Transfering to an S3 bucket (S3TransferStreamProcessor)

This tutorial will walk through setting up a Consumer to read the test files uploaded to the openmsistream_tutorial_data topic and transfer them to an S3 object store bucket. You’ll need externally-configured access to an S3 bucket in order to work through this example. Make note of the access key ID, the secret key ID, the endpoint URL, and the global region (i.e. “us-east-2”) for your bucket, and set environment variables [1] called $ACCESS_KEY_ID, $SECRET_KEY_ID, $ENDPOINT_URL, and $REGION, respectively, to store them. You’ll also need the name of your bucket for a command line argument in a moment.

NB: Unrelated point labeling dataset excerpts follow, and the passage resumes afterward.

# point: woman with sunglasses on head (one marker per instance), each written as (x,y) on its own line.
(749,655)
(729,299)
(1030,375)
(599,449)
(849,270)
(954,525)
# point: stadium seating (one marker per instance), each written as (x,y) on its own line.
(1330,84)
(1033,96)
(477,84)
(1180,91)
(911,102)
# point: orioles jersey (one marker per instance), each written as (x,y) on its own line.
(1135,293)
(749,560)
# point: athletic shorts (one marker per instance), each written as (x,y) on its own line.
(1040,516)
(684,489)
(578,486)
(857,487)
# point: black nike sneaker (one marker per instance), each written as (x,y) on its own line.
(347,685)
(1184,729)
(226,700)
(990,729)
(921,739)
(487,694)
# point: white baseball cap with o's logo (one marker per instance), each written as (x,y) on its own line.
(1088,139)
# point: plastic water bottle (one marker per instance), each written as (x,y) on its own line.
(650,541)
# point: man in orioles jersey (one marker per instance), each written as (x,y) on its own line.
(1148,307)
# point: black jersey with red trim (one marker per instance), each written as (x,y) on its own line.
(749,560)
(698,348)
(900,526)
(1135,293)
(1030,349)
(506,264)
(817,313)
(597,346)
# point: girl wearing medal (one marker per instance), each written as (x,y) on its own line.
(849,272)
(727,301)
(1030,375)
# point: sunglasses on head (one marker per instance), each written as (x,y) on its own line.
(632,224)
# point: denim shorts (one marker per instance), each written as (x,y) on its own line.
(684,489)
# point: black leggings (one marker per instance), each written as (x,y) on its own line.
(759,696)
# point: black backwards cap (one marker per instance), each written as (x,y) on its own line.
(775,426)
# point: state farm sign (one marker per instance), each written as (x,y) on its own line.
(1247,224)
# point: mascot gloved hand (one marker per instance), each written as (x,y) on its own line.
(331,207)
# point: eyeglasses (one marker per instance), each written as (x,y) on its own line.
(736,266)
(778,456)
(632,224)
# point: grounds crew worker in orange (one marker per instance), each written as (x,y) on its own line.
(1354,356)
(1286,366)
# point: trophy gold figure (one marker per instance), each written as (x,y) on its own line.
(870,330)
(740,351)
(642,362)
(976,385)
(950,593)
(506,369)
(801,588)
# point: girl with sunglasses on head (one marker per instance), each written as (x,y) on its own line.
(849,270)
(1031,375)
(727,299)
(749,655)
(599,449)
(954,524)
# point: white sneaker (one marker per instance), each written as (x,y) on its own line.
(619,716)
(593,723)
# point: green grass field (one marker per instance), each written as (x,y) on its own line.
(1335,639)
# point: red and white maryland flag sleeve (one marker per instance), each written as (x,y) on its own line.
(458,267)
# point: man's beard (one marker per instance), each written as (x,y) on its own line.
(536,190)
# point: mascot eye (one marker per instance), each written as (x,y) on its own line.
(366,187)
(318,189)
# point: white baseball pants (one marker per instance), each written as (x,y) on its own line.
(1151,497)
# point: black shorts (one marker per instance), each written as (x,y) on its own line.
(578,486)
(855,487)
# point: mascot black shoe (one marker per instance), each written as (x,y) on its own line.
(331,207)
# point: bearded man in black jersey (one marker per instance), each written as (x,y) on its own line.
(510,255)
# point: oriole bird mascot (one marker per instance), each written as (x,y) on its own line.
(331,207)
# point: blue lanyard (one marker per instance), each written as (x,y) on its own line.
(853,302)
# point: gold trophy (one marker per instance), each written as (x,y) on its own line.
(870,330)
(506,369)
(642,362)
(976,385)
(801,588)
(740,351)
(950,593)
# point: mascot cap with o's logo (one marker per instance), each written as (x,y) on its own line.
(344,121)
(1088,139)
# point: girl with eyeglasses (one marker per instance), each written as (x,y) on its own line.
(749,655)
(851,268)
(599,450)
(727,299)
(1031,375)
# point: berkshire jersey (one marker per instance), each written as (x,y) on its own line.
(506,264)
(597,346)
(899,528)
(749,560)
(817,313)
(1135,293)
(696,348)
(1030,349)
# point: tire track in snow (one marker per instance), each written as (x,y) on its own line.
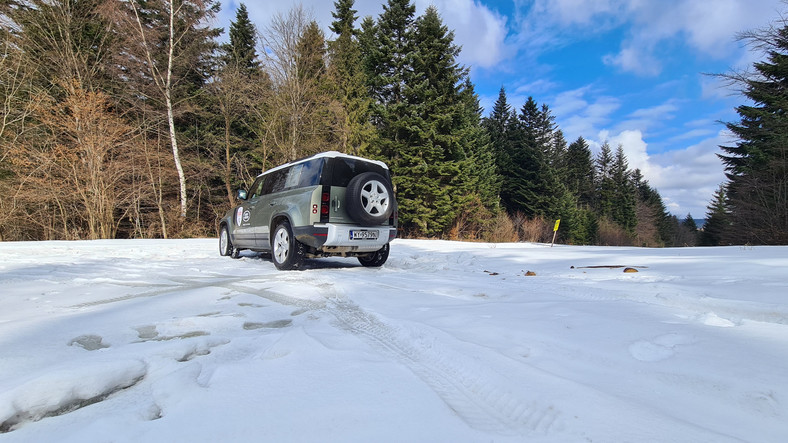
(476,394)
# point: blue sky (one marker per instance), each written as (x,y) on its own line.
(629,72)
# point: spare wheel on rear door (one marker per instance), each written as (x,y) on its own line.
(369,199)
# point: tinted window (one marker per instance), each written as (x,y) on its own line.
(293,176)
(256,189)
(275,181)
(310,174)
(341,170)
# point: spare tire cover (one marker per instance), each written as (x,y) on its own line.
(369,199)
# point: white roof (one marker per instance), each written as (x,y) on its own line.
(327,154)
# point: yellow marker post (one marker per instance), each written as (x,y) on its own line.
(555,231)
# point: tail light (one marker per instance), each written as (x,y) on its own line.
(325,199)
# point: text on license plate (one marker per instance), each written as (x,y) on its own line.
(363,234)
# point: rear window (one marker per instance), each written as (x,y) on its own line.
(340,170)
(301,175)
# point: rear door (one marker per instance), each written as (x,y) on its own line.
(261,218)
(244,225)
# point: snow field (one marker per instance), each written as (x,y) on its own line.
(164,340)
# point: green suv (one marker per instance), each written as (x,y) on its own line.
(330,204)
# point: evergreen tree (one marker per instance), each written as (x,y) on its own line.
(605,183)
(624,198)
(580,172)
(240,52)
(757,166)
(499,127)
(689,223)
(428,167)
(483,180)
(311,52)
(388,48)
(718,220)
(346,67)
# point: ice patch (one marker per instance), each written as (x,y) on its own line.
(89,342)
(712,319)
(658,349)
(63,389)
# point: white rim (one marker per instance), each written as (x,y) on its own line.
(374,198)
(281,245)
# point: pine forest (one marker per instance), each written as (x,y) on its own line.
(136,119)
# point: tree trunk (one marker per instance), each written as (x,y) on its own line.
(170,118)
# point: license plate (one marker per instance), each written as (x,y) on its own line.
(363,235)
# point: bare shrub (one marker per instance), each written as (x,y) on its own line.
(501,230)
(611,234)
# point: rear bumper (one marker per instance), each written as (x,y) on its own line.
(332,237)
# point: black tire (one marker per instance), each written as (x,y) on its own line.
(225,244)
(369,199)
(286,252)
(376,259)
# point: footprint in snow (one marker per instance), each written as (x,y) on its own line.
(659,348)
(88,342)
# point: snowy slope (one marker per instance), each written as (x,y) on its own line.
(164,340)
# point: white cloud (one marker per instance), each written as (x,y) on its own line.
(708,29)
(480,31)
(635,59)
(685,178)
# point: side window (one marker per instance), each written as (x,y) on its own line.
(275,181)
(294,176)
(256,190)
(310,174)
(342,170)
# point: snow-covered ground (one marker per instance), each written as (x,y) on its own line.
(164,340)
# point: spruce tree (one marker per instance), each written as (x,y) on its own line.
(624,198)
(718,220)
(388,47)
(499,127)
(429,166)
(241,52)
(345,56)
(605,184)
(580,172)
(757,166)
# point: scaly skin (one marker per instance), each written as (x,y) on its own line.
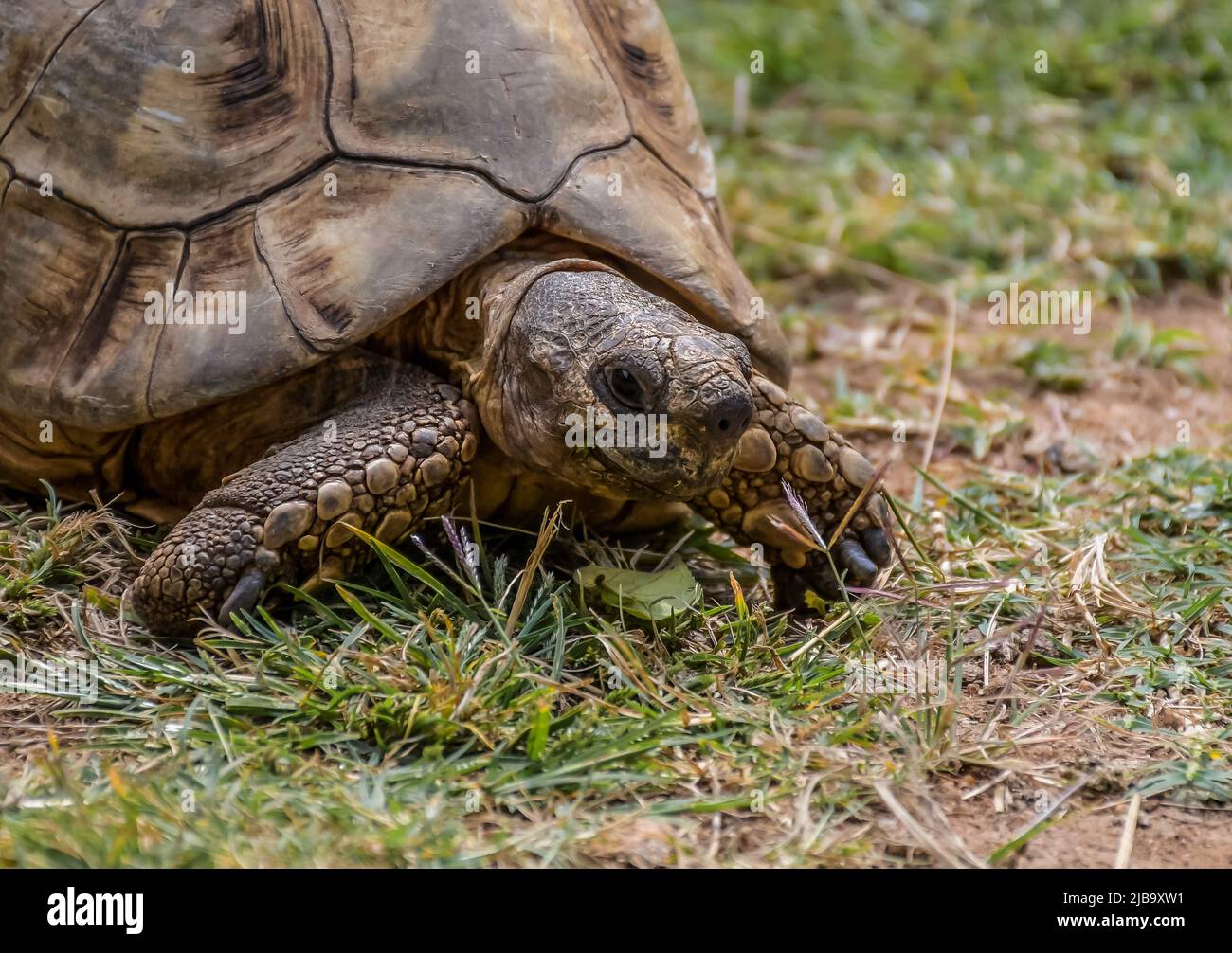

If you haven’t done the “round trip” tutorial yet, or if the messages produced during that tutorial no longer exist on the openmsistream_tutorial_data topic, you should go back and produce the test files to that topic. Then activate the openmsi Conda environment (or keep it activated).

With the environment variables set on your system and the test data produced, you can run the consumer with the following command:

S3TransferStreamProcessor [bucket_name] --topic_name openmsistream_tutorial_data

where [bucket_name] is the name of your S3 bucket. If you’re using the local example broker (or another unauthenticated broker), add --config local_broker_test_s3_transfer.config to the command.

Starting that process running will create a directory called S3TransferStreamProcessor_output; inside that directory you’ll find a LOGS subdirectory containing a log file and some DataclassTable files. While the process runs, you can type c or check into the terminal to see how many messages have been received and how many files have been transferred to the S3 bucket. You can shut the process down by typing q or quit into the terminal.

After the process quits, you should see all five test files listed in the S3TransferStreamProcessor_output/LOGS/processed_from_openmsistream_tutorial_data_by_[consumerID].csv file, and you’ll see the same subdirectory structure from your upload run reproduced inside the S3 bucket, under a new directory named openmsistream_tutorial_data.

You can see the other options available for this example consumer by adding the -h flag to the command above.